David Allison, founder of the Valuegraphics Project and two-time best-selling author, began his opening keynote address at PSHRA25 by sharing a secret with the 500-plus public sector HR leaders on hand.
“Every problem at work is, at its base, a people problem,” Allison told the audience gathered in the Hilton Cleveland Downtown’s Superior Ballroom. “We’re all just trying to convince people to do what we want them to do.”
Trying to figure out what motivates employees to perform a given task starts with determining what they value, what matters most to them, he said.
“Our values drive everything we do, everything we are and everything we will become,” said Allison, whose most recent books are Death of Demographics: Valuegraphic Marketing for a Values-Driven World and We Are All the Same Age Now: Demographics, The End of Demographic Stereotypes.

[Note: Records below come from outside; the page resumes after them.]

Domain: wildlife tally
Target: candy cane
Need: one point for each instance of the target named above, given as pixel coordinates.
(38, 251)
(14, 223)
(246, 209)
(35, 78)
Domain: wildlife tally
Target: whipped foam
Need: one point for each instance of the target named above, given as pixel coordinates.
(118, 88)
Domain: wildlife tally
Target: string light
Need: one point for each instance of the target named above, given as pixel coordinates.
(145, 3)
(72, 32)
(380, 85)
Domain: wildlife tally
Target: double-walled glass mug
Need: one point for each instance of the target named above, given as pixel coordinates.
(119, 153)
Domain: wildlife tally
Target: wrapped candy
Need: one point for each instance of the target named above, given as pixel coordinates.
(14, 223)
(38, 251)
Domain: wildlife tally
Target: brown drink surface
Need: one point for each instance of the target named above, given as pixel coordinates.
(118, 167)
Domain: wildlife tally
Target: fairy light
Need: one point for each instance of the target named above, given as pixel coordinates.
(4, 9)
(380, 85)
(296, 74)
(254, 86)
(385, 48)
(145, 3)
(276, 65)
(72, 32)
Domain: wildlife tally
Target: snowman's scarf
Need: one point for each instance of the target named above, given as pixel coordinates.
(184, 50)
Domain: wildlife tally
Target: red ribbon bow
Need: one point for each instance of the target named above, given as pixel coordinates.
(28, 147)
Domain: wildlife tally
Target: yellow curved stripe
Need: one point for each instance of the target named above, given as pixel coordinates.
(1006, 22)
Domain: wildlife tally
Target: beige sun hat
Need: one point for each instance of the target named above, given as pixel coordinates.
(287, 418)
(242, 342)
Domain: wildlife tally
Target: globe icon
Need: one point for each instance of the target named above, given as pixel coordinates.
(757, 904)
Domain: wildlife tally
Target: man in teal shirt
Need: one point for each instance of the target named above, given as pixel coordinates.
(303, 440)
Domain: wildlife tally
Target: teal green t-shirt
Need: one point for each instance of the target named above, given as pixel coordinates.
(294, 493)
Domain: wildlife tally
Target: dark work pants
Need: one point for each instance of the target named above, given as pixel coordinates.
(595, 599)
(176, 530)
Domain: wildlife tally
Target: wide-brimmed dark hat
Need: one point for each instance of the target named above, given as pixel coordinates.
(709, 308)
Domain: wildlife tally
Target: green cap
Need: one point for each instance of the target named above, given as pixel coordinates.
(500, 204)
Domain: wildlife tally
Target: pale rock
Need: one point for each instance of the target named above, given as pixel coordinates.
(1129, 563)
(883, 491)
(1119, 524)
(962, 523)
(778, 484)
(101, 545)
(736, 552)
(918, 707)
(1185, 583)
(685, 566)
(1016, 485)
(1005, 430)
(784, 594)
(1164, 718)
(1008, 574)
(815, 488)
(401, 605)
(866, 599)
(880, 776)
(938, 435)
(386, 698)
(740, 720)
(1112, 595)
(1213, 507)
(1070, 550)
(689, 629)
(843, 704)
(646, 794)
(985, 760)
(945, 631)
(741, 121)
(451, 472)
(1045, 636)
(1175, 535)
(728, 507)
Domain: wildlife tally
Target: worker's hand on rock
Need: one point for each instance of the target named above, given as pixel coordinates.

“Show people how doing the things you want them to do will help them [achieve] the things that matter most to them.”
Allison describes the Valuegraphics Project as the world’s first global inventory of core human values, 56 of which “drive everything we do,” he said.
Family, morality, wealth, generosity, equality, courage, leisure and love are just a handful of the valuegraphics that help determine what has influenced individuals to do something in the past and are likely to do again.
Allison’s organization has studied public sector employees, comparing what these workers value to the general U.S. population.
Family ranks high for many public sector workers, Allison said, asking the audience to take part in an exercise designed to get at what might incentivize groups that prioritize family.
For example, a group of employees is asked to complete a project with an especially ambitious deadline.
“This is going to require a lot of time and a lot of work,” he said. “But it has to be done. How do you convince this group that prioritizes family to get it done?”
Some suggested allowing the employees involved on the project to work from home for its duration, to give them more time near family members. Others recommended offering extra paid time off to the team, along with an honorarium that these employees could put toward a fun activity with their families.
The Valuegraphics Project has also identified financial security as a key value for many public sector employees, Allison said, noting that financial literacy courses could be one way to demonstrate the organization’s commitment to helping employees get where they want to go, financially speaking.
“Show employees you care about their financial security. Employees know that you might not have control over raises or whether they have a job tomorrow,” Allison said.
“But if you show them you care about their financial security by offering the training that can help them achieve stability in their finances, that’s a powerful way to send the signal that you and the organization care about this value that’s very important to them.”